O advogado avançou que poderão ser pedidas novas avaliações médicas — os pais de Vincent Lambert sustentam que o filho fez progressos, por exemplo ao nível de um movimento, desde que teve o acidente.

Os especialistas franceses que, na imprensa, tentam prever os próximos passos que podem ser dados para contornar a decisão do Tribunal Europeu avançam que os pais de Vincent podem argumentar que o médico que concluiu que não há recuperação possível para este paciente, Eric Kariger, já não está no hospital de Reims e, por isso, não sabe que tipo de progressos foram feitos.
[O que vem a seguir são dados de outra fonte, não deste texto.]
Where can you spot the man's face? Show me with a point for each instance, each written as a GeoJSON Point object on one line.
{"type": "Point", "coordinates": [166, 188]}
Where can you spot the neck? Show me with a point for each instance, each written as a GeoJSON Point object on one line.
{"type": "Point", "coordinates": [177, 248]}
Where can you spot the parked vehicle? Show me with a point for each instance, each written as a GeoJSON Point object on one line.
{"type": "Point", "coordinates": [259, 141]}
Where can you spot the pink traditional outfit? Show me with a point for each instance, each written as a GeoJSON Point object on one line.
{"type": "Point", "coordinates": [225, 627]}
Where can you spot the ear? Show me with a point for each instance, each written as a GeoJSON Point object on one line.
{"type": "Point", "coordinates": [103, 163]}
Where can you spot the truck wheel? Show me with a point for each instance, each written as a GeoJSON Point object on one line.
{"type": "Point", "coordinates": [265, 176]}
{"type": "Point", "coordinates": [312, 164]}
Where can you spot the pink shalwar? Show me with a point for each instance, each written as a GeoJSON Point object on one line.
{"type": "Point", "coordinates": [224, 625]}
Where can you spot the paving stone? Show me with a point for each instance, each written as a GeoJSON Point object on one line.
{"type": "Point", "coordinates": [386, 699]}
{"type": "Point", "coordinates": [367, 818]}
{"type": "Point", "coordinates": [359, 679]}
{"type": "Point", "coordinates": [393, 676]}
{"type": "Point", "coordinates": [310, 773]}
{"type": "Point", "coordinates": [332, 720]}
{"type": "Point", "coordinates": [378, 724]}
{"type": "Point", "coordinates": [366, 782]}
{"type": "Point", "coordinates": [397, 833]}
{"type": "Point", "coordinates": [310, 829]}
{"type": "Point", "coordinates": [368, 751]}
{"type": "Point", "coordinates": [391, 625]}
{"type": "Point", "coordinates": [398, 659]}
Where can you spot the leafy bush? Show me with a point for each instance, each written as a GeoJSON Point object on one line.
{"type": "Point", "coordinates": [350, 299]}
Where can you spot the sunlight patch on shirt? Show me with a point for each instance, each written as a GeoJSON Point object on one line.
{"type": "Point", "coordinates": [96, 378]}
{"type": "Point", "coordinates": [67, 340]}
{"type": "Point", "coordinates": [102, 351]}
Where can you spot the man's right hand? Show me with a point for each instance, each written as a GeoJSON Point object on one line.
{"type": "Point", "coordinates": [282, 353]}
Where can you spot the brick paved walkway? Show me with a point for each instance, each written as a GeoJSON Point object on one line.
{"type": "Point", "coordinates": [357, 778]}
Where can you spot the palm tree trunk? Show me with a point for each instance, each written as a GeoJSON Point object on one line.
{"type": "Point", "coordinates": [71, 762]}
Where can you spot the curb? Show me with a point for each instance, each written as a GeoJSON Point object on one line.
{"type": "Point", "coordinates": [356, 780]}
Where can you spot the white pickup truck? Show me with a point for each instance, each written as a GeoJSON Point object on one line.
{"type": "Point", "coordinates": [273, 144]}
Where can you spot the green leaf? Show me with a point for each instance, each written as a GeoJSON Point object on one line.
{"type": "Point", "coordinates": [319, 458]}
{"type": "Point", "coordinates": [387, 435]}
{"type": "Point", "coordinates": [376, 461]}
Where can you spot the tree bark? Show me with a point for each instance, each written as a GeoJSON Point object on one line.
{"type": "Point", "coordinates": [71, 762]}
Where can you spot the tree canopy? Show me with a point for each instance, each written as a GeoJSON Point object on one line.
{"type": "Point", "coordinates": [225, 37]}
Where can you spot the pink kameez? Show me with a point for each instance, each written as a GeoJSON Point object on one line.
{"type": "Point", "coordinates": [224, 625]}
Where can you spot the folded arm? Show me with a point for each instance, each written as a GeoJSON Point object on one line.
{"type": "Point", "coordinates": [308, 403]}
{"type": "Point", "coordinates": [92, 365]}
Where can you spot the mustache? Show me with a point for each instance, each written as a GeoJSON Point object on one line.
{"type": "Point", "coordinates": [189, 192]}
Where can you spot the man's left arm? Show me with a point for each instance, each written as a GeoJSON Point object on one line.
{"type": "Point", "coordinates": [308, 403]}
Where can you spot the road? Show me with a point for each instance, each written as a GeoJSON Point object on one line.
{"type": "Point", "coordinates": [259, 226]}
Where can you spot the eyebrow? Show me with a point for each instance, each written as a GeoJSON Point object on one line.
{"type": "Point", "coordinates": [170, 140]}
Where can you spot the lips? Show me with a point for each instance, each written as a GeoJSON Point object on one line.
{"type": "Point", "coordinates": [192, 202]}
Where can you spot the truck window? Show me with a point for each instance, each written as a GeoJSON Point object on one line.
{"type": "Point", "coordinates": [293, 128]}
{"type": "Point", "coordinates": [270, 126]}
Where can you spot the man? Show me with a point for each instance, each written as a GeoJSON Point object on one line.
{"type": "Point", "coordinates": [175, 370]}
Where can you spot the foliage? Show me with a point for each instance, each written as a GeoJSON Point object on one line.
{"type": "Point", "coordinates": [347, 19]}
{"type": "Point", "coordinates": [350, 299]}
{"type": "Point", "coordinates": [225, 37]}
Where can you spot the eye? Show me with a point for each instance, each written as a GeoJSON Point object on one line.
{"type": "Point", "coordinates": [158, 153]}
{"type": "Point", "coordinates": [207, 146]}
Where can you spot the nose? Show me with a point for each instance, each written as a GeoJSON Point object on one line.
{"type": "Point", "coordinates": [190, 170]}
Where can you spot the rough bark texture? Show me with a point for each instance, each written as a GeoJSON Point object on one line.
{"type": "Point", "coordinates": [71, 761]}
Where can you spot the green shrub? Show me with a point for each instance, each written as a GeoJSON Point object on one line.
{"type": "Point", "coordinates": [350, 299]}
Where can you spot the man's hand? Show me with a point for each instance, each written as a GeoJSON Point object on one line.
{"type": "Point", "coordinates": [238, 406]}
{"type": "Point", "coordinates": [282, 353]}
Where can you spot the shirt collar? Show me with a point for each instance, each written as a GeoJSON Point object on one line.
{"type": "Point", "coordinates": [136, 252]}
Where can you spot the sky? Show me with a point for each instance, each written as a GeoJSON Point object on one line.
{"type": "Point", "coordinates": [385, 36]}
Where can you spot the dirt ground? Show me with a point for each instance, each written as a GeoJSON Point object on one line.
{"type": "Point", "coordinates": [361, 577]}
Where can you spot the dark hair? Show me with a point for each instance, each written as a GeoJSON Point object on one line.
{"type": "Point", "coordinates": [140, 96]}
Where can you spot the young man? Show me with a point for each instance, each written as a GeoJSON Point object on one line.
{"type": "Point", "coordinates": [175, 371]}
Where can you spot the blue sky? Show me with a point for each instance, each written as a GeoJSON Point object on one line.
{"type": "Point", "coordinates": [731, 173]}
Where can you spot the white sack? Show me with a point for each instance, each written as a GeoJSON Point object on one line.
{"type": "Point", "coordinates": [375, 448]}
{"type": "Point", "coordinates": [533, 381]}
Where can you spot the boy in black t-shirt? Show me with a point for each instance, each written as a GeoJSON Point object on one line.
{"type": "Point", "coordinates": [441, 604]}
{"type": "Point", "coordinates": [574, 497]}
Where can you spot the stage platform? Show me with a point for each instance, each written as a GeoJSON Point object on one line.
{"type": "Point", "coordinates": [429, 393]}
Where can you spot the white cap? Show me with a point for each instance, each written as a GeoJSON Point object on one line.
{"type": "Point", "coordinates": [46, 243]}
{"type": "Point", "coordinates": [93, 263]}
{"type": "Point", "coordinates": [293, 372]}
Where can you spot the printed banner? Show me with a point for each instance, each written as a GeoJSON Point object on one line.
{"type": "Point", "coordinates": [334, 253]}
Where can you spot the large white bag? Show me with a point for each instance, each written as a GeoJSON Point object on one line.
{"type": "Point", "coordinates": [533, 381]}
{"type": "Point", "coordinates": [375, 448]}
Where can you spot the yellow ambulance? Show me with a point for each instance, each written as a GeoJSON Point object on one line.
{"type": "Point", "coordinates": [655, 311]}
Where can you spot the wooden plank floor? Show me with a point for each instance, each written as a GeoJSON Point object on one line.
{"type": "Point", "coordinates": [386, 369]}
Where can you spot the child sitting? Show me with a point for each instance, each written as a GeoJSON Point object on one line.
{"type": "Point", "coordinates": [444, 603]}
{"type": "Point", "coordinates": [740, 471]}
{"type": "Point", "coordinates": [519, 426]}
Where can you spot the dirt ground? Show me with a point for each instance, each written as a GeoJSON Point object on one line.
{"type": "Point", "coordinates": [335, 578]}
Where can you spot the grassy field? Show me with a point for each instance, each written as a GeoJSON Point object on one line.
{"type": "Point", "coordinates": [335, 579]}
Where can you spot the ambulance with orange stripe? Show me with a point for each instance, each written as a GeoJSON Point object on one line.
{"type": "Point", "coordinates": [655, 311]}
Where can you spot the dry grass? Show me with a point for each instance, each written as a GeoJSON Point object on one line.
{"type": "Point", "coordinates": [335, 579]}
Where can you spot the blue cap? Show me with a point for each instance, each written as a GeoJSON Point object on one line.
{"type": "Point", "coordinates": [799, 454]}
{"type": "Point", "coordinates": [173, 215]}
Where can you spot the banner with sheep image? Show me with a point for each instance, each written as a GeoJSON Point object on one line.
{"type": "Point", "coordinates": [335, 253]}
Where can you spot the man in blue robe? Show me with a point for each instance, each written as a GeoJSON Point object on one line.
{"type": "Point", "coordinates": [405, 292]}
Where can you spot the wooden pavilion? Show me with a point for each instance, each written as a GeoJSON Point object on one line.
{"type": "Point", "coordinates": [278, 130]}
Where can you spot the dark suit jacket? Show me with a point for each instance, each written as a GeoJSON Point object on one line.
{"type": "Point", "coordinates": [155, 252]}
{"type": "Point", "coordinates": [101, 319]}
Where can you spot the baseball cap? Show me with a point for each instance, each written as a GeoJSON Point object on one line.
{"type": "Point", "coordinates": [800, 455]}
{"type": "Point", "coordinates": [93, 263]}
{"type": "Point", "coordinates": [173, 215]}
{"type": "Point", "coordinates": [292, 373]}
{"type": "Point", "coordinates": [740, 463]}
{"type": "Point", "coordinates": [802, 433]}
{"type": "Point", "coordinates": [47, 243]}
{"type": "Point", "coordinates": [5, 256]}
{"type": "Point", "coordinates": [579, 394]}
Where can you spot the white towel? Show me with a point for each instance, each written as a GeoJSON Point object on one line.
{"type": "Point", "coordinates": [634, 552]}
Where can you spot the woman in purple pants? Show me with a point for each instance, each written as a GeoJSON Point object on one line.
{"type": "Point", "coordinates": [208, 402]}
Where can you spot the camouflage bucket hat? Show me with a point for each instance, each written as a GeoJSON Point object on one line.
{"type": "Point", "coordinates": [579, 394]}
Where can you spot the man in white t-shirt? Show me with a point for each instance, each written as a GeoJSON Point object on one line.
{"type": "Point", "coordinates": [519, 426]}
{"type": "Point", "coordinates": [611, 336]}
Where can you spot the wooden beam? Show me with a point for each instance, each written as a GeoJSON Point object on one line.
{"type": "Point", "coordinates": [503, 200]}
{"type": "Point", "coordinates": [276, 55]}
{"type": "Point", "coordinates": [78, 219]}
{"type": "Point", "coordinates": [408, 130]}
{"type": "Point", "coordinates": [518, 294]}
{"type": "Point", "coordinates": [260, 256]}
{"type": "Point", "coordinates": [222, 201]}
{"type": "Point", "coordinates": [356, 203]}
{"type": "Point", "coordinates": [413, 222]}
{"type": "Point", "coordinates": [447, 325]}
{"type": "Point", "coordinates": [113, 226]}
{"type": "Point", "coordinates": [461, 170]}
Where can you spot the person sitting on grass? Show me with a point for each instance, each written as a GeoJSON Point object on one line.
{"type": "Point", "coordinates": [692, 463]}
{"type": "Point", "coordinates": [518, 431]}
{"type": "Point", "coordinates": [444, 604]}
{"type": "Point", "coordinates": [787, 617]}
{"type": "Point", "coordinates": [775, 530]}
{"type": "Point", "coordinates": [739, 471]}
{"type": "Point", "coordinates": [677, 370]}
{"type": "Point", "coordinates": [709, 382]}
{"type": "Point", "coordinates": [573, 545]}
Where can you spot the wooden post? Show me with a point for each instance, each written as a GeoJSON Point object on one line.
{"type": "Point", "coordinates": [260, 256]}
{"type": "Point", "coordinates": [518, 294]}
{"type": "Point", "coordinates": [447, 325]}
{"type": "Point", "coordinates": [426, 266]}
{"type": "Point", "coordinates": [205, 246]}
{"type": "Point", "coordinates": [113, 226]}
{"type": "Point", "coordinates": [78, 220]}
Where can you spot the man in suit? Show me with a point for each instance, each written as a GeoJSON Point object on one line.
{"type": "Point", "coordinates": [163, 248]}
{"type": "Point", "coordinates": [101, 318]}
Contactado pela France Info, o médico disse que a decisão de Estrasburgo foi um “enorme passo para a nossa humanidade”. Isto porque a decisão abre um precedente legal para todos os 47 membros do Conselho da Europa. “Assim que os estados quiserem modificar as suas legislações sobre o tema, terão que ter em conta os princípios definidos por esta decisão”, disse o especialista em direitos humanos na Europa Nicolas Hervieu.

O caso Lambert — e o tema da eutanásia — dividiu a sociedade francesa e o Presidente socialista François Hollande prometera um debate intenso sobre o assunto para o início do ano, com a aprovação de uma nova e mais clara lei sobre suicídio assistido. Em Março, o Parlamento aprovou por larga maioria uma lei que autoriza os médicos a praticarem a “eutanásia passiva”, que implica que o doente que assim o deseje seja colocado num sono profundo antes de morrer. A lei também determina que os médicos têm que respeitar o testamento vital feito pelos pacientes. O caso de Vincent Lambert complicou-se porque este testamento não foi deixado por escrito e porque os tribunais aceitaram os processos de duas partes da família.

Após a decisão do Tribunal Europeu ser conhecida, Rachel Lambert disse que esta não é uma vitória para celebrar e que tudo o que quer é “deixar partir” o marido “com dignidade”. “Os meus pensamentos estão com o meu marido. Não há alívio ou satisfação. Tudo o que queremos é que seja respeitada a vontade dele”, comentou.